Detailed documentation for configuring kernel virtual terminals is the realm of the operating system
For FreeBSD, for example, see the syscons(4), vt(4), kbdcontrol(1), and vidcontrol(1) manual pages.
There are rudimentary kernel-vt-kbdcontrol
and kernel-vt-vidcontrol
services that are parameterizable with service environment variables to apply settings using these utilities at boostrap.
However, it should be noted:
FreeBSD's framebuffer support is egregiously constrained, being only capable of 800×600 resolution at best.
FreeBSD's vt(4) reimplementation of its KVT subsystem broke vidcontrol(1).
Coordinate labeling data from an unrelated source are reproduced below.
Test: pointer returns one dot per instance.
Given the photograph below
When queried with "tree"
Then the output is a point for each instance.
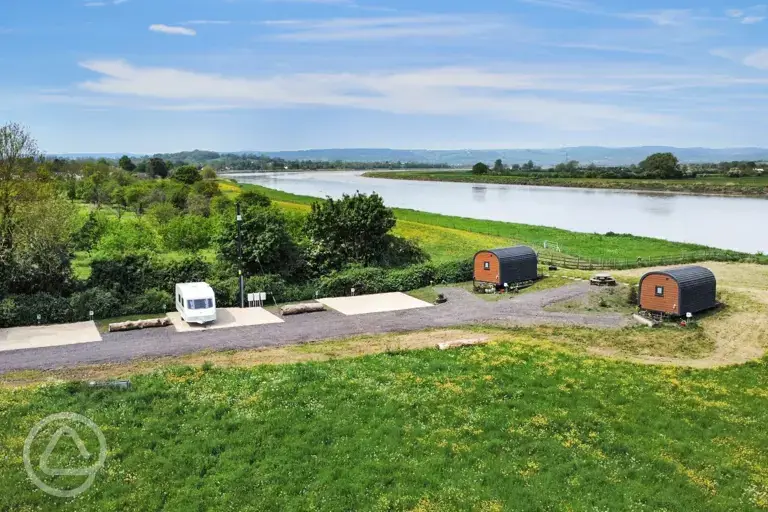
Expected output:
(208, 173)
(222, 205)
(90, 233)
(353, 229)
(126, 164)
(156, 167)
(119, 201)
(187, 233)
(128, 236)
(253, 198)
(42, 246)
(209, 189)
(17, 153)
(188, 174)
(480, 168)
(198, 204)
(662, 165)
(267, 245)
(163, 213)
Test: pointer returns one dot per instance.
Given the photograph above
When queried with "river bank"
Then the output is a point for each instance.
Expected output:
(448, 237)
(711, 186)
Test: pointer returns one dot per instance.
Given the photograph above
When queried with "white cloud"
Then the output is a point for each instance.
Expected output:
(442, 91)
(167, 29)
(663, 17)
(207, 22)
(104, 3)
(346, 29)
(757, 59)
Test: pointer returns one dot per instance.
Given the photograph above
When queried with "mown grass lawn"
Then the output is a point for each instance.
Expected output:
(515, 425)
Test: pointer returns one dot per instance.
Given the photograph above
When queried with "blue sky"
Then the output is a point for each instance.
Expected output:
(167, 75)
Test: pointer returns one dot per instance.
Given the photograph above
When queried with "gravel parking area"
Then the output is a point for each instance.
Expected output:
(462, 308)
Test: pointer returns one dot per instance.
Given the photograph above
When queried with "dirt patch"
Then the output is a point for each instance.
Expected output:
(324, 351)
(598, 300)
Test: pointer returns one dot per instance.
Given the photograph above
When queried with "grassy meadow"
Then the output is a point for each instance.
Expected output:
(520, 424)
(716, 185)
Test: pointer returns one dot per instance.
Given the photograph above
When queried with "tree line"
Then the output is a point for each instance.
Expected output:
(655, 166)
(169, 223)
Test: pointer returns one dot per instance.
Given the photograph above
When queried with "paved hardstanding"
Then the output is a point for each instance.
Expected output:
(462, 308)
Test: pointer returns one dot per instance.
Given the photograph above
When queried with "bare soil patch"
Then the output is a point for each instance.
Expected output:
(324, 351)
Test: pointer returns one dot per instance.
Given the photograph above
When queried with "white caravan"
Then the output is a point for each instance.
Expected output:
(196, 303)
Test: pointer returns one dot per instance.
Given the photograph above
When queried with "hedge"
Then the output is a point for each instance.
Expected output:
(141, 284)
(20, 310)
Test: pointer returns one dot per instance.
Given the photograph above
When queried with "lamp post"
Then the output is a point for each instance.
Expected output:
(239, 220)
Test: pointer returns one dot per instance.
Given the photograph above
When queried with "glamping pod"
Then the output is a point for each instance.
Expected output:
(510, 265)
(678, 291)
(196, 303)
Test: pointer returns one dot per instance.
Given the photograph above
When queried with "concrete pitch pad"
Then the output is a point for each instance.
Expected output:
(39, 336)
(378, 303)
(227, 318)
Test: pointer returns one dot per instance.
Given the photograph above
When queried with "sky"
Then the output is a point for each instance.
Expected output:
(146, 76)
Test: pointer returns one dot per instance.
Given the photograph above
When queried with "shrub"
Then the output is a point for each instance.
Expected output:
(187, 233)
(128, 236)
(151, 301)
(188, 174)
(103, 303)
(126, 274)
(188, 270)
(227, 291)
(162, 213)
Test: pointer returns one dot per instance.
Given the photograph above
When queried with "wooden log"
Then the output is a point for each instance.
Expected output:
(139, 324)
(462, 343)
(298, 309)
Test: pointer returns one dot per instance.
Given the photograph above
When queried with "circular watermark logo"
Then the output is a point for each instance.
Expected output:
(68, 420)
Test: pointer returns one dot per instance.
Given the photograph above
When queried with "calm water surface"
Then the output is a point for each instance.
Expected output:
(724, 222)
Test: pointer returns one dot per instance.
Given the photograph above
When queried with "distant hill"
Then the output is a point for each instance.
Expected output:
(544, 157)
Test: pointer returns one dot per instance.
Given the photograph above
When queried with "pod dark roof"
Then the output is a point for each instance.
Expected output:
(687, 276)
(514, 253)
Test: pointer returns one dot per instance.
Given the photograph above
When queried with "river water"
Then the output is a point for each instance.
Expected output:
(724, 222)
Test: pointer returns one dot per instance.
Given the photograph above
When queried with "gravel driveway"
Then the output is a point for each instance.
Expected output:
(462, 308)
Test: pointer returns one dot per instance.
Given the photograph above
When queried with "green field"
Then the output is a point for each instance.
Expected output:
(521, 424)
(719, 185)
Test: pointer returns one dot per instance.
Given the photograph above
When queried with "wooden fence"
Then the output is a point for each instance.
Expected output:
(574, 262)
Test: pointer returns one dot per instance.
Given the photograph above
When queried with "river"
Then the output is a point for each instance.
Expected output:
(724, 222)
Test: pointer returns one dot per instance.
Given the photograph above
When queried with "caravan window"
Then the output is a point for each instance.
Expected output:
(200, 304)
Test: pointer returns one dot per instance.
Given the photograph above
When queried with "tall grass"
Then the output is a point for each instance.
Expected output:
(516, 425)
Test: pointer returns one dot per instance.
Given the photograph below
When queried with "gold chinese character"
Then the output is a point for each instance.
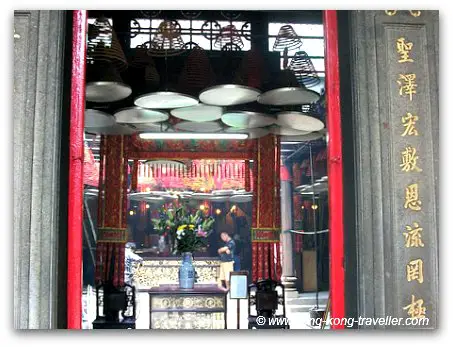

The design seems to be that one nowadays only sets the required display resolution at bootstrap time, via loader variables, and it is immutable via vidcontrol(1) at runtime.
GNU GRUB2 is hardwired in code to force the system into text mode when bootstrapping FreeBSD.
In the case of Linux-based operating systems, the nosh toolset does come with linux-vt and linux-console documentation to fill in some long-standing holes in existing documentation.
There are rudimentary kernel-vt-kbdrate
, kernel-vt-loadkeys
, kernel-vt-setterm
, and kernel-vt-setfont
services that are parameterizable with service environment variables to apply settings using various kbd, console-tools, or util-linux utilities at bootstrap.